Türk Yapısal Çelik Derneği (TUCSA) 2019 yılından bu yana başkanlığını yürüttüğü Avrupa Yapısal Çelik Birliği (ECCS) ile koordineli olarak iklim değişikliğinin sektörümüze etkileriyle ilgili çalışmalara başlamıştır. ECCS tarafından yürütülen NEW SKIN projesi de bu konuyu kapsamaktadır. Türkiye’de de Mart 2021’de Sanayi ve Teknoloji Bakanlığı Metal Sanayi Dairesi Başkanlığı koordinasyonunda gerçekleştirilen Metal-Tek toplantısı ile bu konudaki çalışmalara hız verilmiştir.

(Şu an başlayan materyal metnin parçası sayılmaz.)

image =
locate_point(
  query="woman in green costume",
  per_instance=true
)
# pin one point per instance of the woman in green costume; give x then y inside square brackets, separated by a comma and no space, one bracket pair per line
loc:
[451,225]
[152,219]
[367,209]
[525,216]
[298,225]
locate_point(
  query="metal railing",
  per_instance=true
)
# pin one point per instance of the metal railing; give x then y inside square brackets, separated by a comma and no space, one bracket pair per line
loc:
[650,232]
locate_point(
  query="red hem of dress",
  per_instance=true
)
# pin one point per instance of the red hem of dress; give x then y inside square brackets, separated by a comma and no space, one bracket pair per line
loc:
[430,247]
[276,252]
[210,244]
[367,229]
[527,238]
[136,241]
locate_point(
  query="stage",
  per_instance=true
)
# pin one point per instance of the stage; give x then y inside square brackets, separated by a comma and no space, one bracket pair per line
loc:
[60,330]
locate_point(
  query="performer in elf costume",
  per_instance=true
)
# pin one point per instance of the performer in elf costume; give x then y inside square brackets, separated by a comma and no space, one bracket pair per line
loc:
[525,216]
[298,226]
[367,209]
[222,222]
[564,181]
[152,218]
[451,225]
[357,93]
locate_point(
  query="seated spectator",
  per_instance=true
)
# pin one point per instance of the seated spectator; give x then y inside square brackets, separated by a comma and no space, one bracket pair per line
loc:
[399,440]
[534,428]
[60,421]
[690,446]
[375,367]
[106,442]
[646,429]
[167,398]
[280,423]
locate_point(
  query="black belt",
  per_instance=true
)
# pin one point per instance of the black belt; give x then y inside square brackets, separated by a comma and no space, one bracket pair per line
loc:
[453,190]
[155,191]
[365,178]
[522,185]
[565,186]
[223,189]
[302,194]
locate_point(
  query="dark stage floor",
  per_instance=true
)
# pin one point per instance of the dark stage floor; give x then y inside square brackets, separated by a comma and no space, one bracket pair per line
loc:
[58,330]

30 Eylül 2021 Perşembe günü gerçekleştirilen, Sanayi ve Teknoloji Bakanlığı himayelerinde, Türk Yapısal Çelik Derneği (TUCSA) tarafından düzenlenen Avrupa Yeşil Mutabakatı (AYM) Çalıştayı’nda, AYM ve Sınırda Karbon Düzenleme Mekanizması (SKDM) başta olmak üzere sera gazı salımını %55 azaltma hedefine ulaşma yollarına dair çözümler uzmanlar tarafından değerlendirildi ve sektör paydaşlarına iletildi.
İklim değişikliğinin bir sonucu olarak yaşanan doğal afetlerin yarattığı sonuçları minimuma indirmek amacıyla akademik ortamda çalışmalarını sürdüren TUCSA, Çelik Yapılar dergisi ve internet sitesi başta olmak üzere tüm iletişim kanallarında iklim değişikliğinin yarattığı sorunlar ve çözümlerine dair incelemelere yer vermeye devam edecek.